The 7-0 ruling held that the Democratic attorney general does not need legislative approval to settle certain civil cases.
The power struggle began after the 2018 elections, when Democrats won back control of the state's executive branch.
Before Democratic attorney general Josh Kaul was sworn in, the Republican legislature passed a law in the lame duck session requiring the Joint Finance Committee to approve civil settlements.
Unanimous Supreme Court
In 2020, the Wisconsin Supreme Court held the law was not unconstitutional in all its applications but left open the possibility that the law could be voided in particular circumstances.
Kaul challenged the law again on narrower grounds, arguing the legislature has no role in settling civil enforcement actions and cases the state DOJ brings at the request of executive branch agencies.
The circuit court sided with Kaul, but an appeals court reversed, finding the power to settle those cases is shared between the legislative and executive branches.
Justice Brian Hagedorn, a conservative, delivered the opinion for the Supreme Court reversing the appeals court's decision.
"Enforcing the law is a task vested in the executive branch,” he wrote, noting the legislature "failed to demonstrate that these types of cases implicate an institutional interest granting the legislature a seat at the table.”
Democrat celebrates
While the legislature has the power to prescribe limits on the attorney general's authority, it cannot "assume for itself the power to execute a law it wrote.”
"The challenged statute permits exactly this.
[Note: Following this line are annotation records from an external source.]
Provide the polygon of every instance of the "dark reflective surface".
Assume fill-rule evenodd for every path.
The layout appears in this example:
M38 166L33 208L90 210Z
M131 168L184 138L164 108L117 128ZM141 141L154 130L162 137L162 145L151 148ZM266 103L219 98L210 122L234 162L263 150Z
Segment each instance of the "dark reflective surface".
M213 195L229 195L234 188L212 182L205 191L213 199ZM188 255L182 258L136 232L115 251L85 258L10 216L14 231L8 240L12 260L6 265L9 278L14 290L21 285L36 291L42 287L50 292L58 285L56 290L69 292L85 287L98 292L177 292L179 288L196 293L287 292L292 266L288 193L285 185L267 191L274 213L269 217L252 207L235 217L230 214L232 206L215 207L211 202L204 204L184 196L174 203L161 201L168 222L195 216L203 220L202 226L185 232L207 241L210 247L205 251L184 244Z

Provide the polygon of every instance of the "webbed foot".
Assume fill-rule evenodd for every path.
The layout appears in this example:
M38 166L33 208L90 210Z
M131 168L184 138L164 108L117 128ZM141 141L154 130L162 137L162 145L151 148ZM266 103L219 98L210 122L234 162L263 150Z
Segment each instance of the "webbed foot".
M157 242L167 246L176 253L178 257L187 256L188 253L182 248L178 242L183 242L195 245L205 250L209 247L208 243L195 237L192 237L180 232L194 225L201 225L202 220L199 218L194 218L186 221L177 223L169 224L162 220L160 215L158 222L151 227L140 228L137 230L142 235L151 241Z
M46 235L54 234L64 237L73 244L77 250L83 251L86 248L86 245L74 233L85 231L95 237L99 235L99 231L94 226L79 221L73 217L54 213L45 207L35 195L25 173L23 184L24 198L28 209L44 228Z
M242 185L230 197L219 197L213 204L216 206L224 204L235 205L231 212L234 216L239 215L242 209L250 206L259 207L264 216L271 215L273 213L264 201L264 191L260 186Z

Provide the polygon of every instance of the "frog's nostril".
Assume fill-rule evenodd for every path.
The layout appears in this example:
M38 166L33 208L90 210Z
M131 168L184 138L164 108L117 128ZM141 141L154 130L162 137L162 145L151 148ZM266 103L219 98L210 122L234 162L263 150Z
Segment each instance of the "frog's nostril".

The settlement approval process allows a committee of the Legislature to control how the executive exercises its lawfully given statutory authority," Hagedorn wrote.
In a statement, Kaul said the ruling "finally puts an end to the legislature’s unconstitutional involvement in the resolution of key categories of cases."
"As a result, the Wisconsin Department of Justice will be able to more efficiently resolve the cases that are impacted by this decision, including civil actions enforcing our consumer protection laws and civil actions enforcing our environmental protection laws.”
The Wisconsin Supreme Court has received national attention over high-stakes court races in 2023 and 2025 that both set records as the most expensive ever. The liberal and conservative factions on the court have quarreled bitterly since the balance of power shifted to the left in 2023.
Still, there are matters on which the justices can easily find agreement, as they did in this case.